常陸國總社宮

神職日記|4人が語る、神様と暮らす日々。

死ぬことで続いていく

「この神社は何年くらい続いているのですか?」

参拝者から時おり、投げかけられる言葉です。
歴史学的に言うと、常陸國總社宮の最古の記録は茨城県指定文化財になっている「常陸総社文書」のうち最古となる治承3年文書。
西暦1179年以降は確実に存在していたことが分かっている。
つまり短く見積もっても八百年は続いていることになります。

神社の歴史が長いということが分かると、
「そんなに長く変わらず続いているってスゴい!」
と言って下さる方がいます。
ただ、「長く」続いているのは事実だとしても「変わらず」続いていることばかりではありません。

神社の主役は神様ですが、そのお屋敷を切り盛りするのは我々神職という人間。
そして参拝者もまた人間です。
例えば荒れ放題の神社よりも、清浄に掃き清められた神社のほうが、人は「ありがたい」と感じるかもしれません。
また、折に触れた祭りや行事を行い、人々に御神徳をお分かちしている神社でなければ、人々の崇敬心は離れていくかもしれません。

つまり、現在も「続いて」いるのは、その時代ごとに神社を切り盛りした神職や、氏子、崇敬者が、「続ける」努力を怠らなかった結果なのだと思います。それは則ち、その時々に応じて「新しい」何かを生み出し続けてきたという風にも言えるのではないでしょうか。
ずっと変わらない存在だから、古くから続くことを連綿と行っている、という神社のイメージ。
それは間違いではありませんが、最も大切なこと、すなわち「神祭り」のために要不要を見極め、その時代に必要なことを新たに「始め続けて」きたからこそ、それぞれの神社は存続してきたのだと思います。

生物は必ず死を迎えます。先日読んだ『生物はなぜ死ぬのか』の著者である生物学者・小林武彦さんの言葉を借りれば、「死は生命の連続性を維持する原動力」なのだそうです。人間が死ぬのは、次世代に命を繋ぐため、と小林さんは論じています。
つまり個人の死によって、全体が生き続けることが出来る、ということなのかもしれません。

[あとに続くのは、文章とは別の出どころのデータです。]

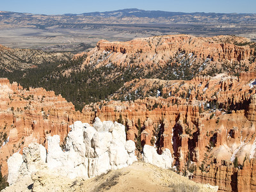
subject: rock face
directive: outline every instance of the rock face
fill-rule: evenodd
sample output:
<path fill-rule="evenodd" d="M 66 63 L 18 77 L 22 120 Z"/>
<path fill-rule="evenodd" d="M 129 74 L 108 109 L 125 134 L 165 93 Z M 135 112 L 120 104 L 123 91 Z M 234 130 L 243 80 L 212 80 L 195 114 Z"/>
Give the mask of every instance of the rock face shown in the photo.
<path fill-rule="evenodd" d="M 47 153 L 42 145 L 31 143 L 23 149 L 22 156 L 16 153 L 9 158 L 9 184 L 45 169 L 70 179 L 86 179 L 137 161 L 134 142 L 126 141 L 123 125 L 96 118 L 93 127 L 81 122 L 70 127 L 65 151 L 60 146 L 60 136 L 55 135 L 47 138 Z"/>
<path fill-rule="evenodd" d="M 187 54 L 193 61 L 192 65 L 204 63 L 201 71 L 223 68 L 223 63 L 240 63 L 252 68 L 249 60 L 255 57 L 255 49 L 237 45 L 248 42 L 248 38 L 232 36 L 204 38 L 188 35 L 156 36 L 124 42 L 100 40 L 97 47 L 87 53 L 84 65 L 100 67 L 111 63 L 150 70 L 149 66 L 163 67 L 170 58 L 177 61 Z"/>
<path fill-rule="evenodd" d="M 86 120 L 71 102 L 53 92 L 27 90 L 0 78 L 0 164 L 4 175 L 8 173 L 6 159 L 20 148 L 33 142 L 47 147 L 46 137 L 55 134 L 62 142 L 69 125 Z"/>
<path fill-rule="evenodd" d="M 0 45 L 0 69 L 7 72 L 37 67 L 56 61 L 67 61 L 72 57 L 68 52 L 44 52 L 31 49 L 11 49 Z"/>
<path fill-rule="evenodd" d="M 159 155 L 154 147 L 145 145 L 143 147 L 143 161 L 162 168 L 170 169 L 172 168 L 173 159 L 171 152 L 168 148 L 166 148 L 162 154 Z"/>
<path fill-rule="evenodd" d="M 192 166 L 204 164 L 205 168 L 213 164 L 215 170 L 210 170 L 210 173 L 198 168 L 196 173 L 194 172 L 195 180 L 219 185 L 220 190 L 223 191 L 232 191 L 234 183 L 238 183 L 235 184 L 238 191 L 243 191 L 241 186 L 248 184 L 253 189 L 253 166 L 243 167 L 241 173 L 244 175 L 236 177 L 232 162 L 237 157 L 242 165 L 246 157 L 252 161 L 255 157 L 256 102 L 252 84 L 255 78 L 255 73 L 243 72 L 239 78 L 219 74 L 183 81 L 137 79 L 135 84 L 136 81 L 132 81 L 130 93 L 136 90 L 143 93 L 150 90 L 150 86 L 143 86 L 150 81 L 156 89 L 162 86 L 163 95 L 172 92 L 172 96 L 149 97 L 130 102 L 103 101 L 94 104 L 93 108 L 97 110 L 95 115 L 102 120 L 123 121 L 127 138 L 134 141 L 140 133 L 140 122 L 141 145 L 146 148 L 156 145 L 159 154 L 169 149 L 173 159 L 172 166 L 179 166 L 182 172 L 188 162 L 192 162 Z M 87 106 L 83 113 L 90 114 L 91 110 Z M 228 168 L 223 161 L 228 162 Z M 250 171 L 245 173 L 245 169 Z M 249 175 L 252 184 L 242 179 Z M 208 176 L 198 179 L 200 175 Z"/>
<path fill-rule="evenodd" d="M 220 191 L 255 191 L 255 159 L 246 160 L 243 169 L 234 168 L 230 163 L 220 166 L 212 164 L 206 172 L 197 169 L 193 180 L 208 182 L 219 186 Z"/>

逆に約37兆個と言われるヒトの体細胞は約50回分裂すると死亡してしまい、4年間で一部を除いてほぼ全て入れ替わってしまうのだとか。それでもその人は別人にはならず、生き続けることになります。

神社が生き続けるため、先人はその時代には「死んでしまった」事象を捨て、新しい命を生み出してきたはずです。
だから現代の神社は「変わり続けること」によって「変わらない姿」を保持していかねばならないのだと考えています。